Courageous Conversations about Racism
In this turbulent time, we are called as Unitarian Universalists, and as human beings, to speak of our own experience of race, and to speak out about injustice, oppression and racism. Thus do we build beloved community.
For us, the hardest speaking may be the most intimate: courageous conversations with loved ones, friends, and neighbors, all the people we see daily, about what we believe, what we hope for, the work on anti-racism and anti-oppression to which we are now committed.
Here in Minnesota, we have seen firsthand what courageous conversations can accomplish. Speaking one by one with family, friends and even strangers, each of us helped make marriage equality the law of the land.
And so we begin. Here follow a prayer for the journey, and a few suggestions, for starting the conversation with those you love right now. Also below: the meditation which began the Sunday sermon on December 14, framing the context of this urgent, holy work.
A Prayer for Difficult Conversations by the Rev. Meg Riley, Unitarian Universalist
May our shared values be our compass,
Helping us to remember why we are on this spinning planet,
Helping us to navigate here in this dense thicket.
I know we are both struggling,
so may we have compassion for one another.

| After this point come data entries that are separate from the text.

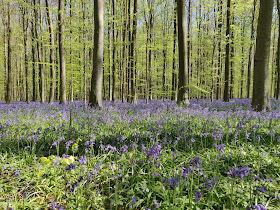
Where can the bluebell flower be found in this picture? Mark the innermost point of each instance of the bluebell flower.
(83, 160)
(198, 196)
(156, 204)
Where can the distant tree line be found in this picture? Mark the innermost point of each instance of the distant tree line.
(132, 49)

May our shared memories be our sustenance,
Nurturing us along as we are weary and wary on this rocky road,
Providing strength to go on.
I know we are kindred, so may we overcome this obstacle to kinship.
May our shared commitments point to our destination,
Imagining a place big enough to hold us all,
Desiring to live where love casts out fear.

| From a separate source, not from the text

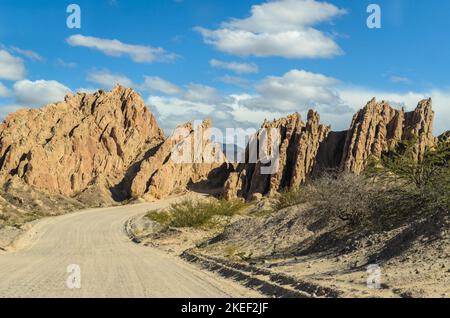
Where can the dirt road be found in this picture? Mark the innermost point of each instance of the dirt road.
(110, 265)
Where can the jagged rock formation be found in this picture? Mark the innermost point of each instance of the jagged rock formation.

I know we both want to be there, so may we touch it now.
May every word I speak be filtered through my heart.
May every word I hear be filtered through my heart.
May my inner judge sit this one out.
May I breathe into lovingkindness, for myself and for you.

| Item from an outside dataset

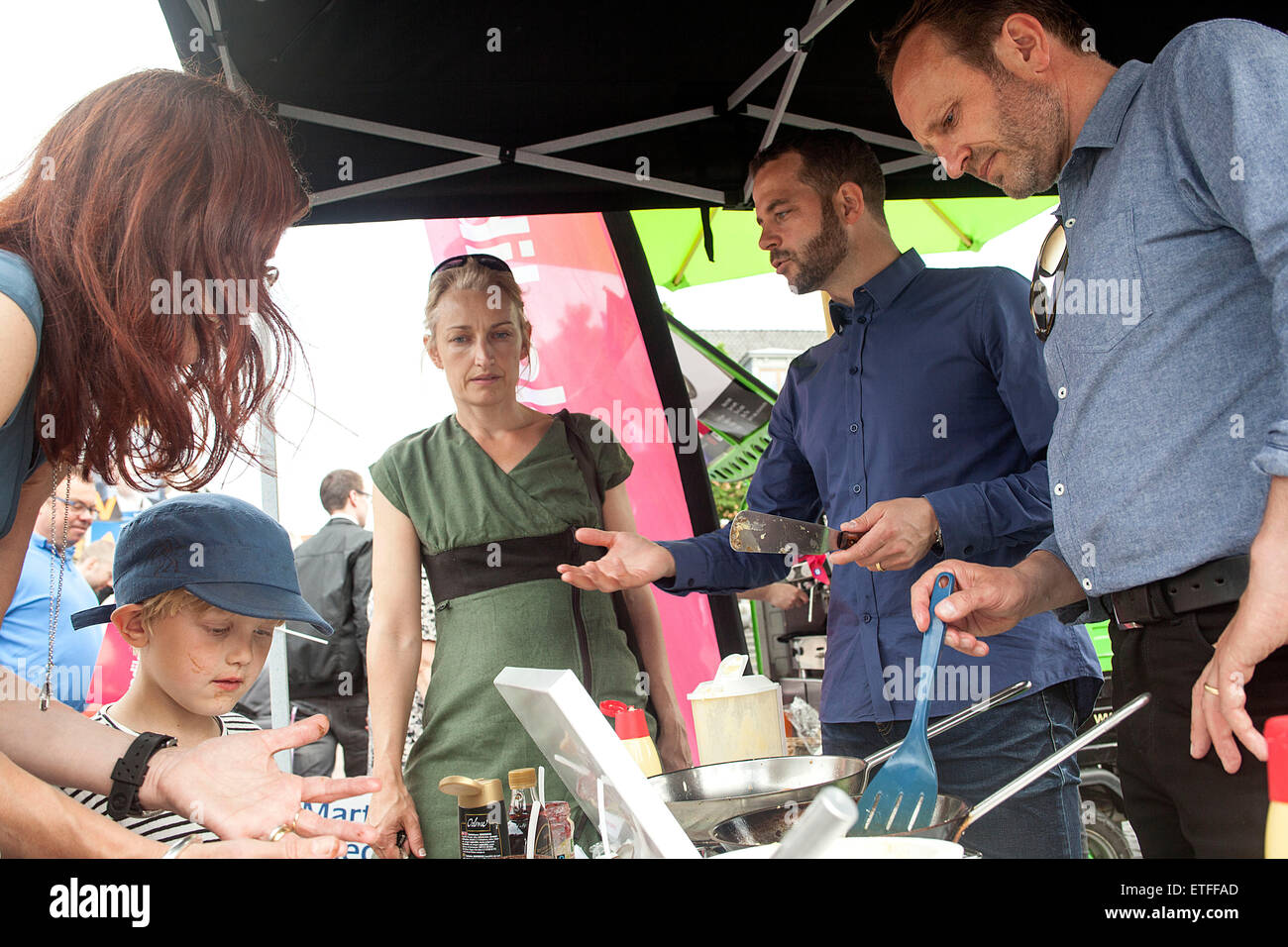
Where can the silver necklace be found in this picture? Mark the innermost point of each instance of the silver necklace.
(55, 598)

And may I accept that we will both do this imperfectly.
Beginnings for beloved conversations about race
- I’m thinking of the news from Cleveland, Staten Island, Ferguson.
My heart is broken over this because…
- This year my church will mark the 50th anniversary of the Selma march. Do you remember those days?
What was that like for you then?
- When did we stop talking about race?
- What must those parents be feeling? What would it be like to be afraid whenever children go out?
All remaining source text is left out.